Forum Moderators: coopster

Message Too Old, No Replies

Line feed in mailto body via header problem

IE 6.0 says server unreacheable

         

Notawiz

1:13 pm on Jun 24, 2008 (gmt 0)

10+ Year Member



In my current project, the client doesn't want an online message form, but a call to the email agent instead.
He also wants that the message subject and body fields are filled in with changing text according to the page the link is triggered from.

To avoid email harvesting, the link triggers a standalone mailto.php script, populating the correct subject and body fields through a switch {} construction, and then feeding the complete email mailto link in a header ("Location: mailto:to@domain?subject=the_subject&body=the_body");

So far so good.
When new lines are generated with \n and/or \r, FireFox handles them well, but IE 6.0 ignores all the content after this crlf.

If the CR/LF is encoded in hexadecimal (%0a and/or %0d), IE 6.0 responds "server not reacheable" when this mailto link comes from a header("Location:...."); construction.
When pasted into the address bar of the same IE 6.0 browser, things go fine.

Even the "ancient" trick given by the Microsoft support to use %250a instead of %0a is not working properly. A new email message window is opened and the body is populated, but the line feed is ignored.

I've even tried to prepend some other headers like:


header('Content-Type: text/plain; charset=iso-8859-15');
or
header('Content-Type: text/plain; charset=utf-8');

before the header with the mailto, but to no avail.

Another funny thing is that any other character can be encoded in hexa, and will be handled correctly by IE 6.0, like e. g. %20 for spaces.
But once there is a %0a or a %0d around, and the mailto is sent back to the IE 6.0 browser by the php script, he goes bezerk...

Question: what did I forget, or will it NEVER work with that (still widespread) browser?

cameraman

6:55 pm on Jun 24, 2008 (gmt 0)

WebmasterWorld Senior Member 10+ Year Member



I duplicated exactly what you described. I'm not understanding how this prevents harvesting, however, unless you're using javascript.
This works in both FF2 and IE6:
<a href="mailto:admin@example.com?subject=well%20well%20well&body=I%20don%27t%20want%20a%20pickle.%0A Just%20want%20to%20ride%20on%20my%20motorsickle.">mail</a>

What if you were to use javascript to insert them into the document?

Notawiz

7:26 am on Jun 25, 2008 (gmt 0)

10+ Year Member



Hello Cameraman,
As I said, when an encoded string is pasted into the address bar of IE 6.0, it is handled correctly (even the %0a line feed).
But when the same string is sent to the browser by a script in a
header ("Location: ...the mailto string");

construction, IE 6.0 is unable to manage it, and responds "server not reacheable.
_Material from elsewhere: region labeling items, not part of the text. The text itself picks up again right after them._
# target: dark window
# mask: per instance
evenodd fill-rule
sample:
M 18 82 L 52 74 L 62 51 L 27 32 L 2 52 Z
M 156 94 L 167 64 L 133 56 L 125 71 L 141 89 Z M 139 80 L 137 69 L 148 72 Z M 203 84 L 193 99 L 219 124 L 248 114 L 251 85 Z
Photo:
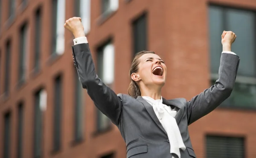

The only working solution I found, though not an elegant one, is to replace the line feeds with a HTML line break <br />.

As for the harvesting of email addresses, in the webpage the link is calling a PHP script with a $_GET variable, and thus not an email address. Using JavaScript would not avoid a robot to read the email, while this technique will.

[edited by: Notawiz at 7:27 am (utc) on June 25, 2008]

cameraman

5:17 pm on Jun 25, 2008 (gmt 0)

WebmasterWorld Senior Member 10+ Year Member



I understand what you're saying about the problem because, like I said, I was able to duplicate it.

But if you have a link to your script, what prevents the spambot from following the link?

It's my understanding that [most] spambots don't execute javascript, so if the link is inserted into the document via javascript, the spambot wouldn't 'see it':
<pseudoscript>
onload() {
target.innerHTML = "<a href=" + "mail" + "to:" + target.innerHTML;
}

I'm not trying to be contentious; I've actually got the same issue that you're trying to prevent, so I'm interested in possible solutions. In my case, I have a customer support email address listed on a page. That address is piped to a script that creates a user account if necessary, creates a customer support ticket, then informs about 3 email addresses that the ticket has been created.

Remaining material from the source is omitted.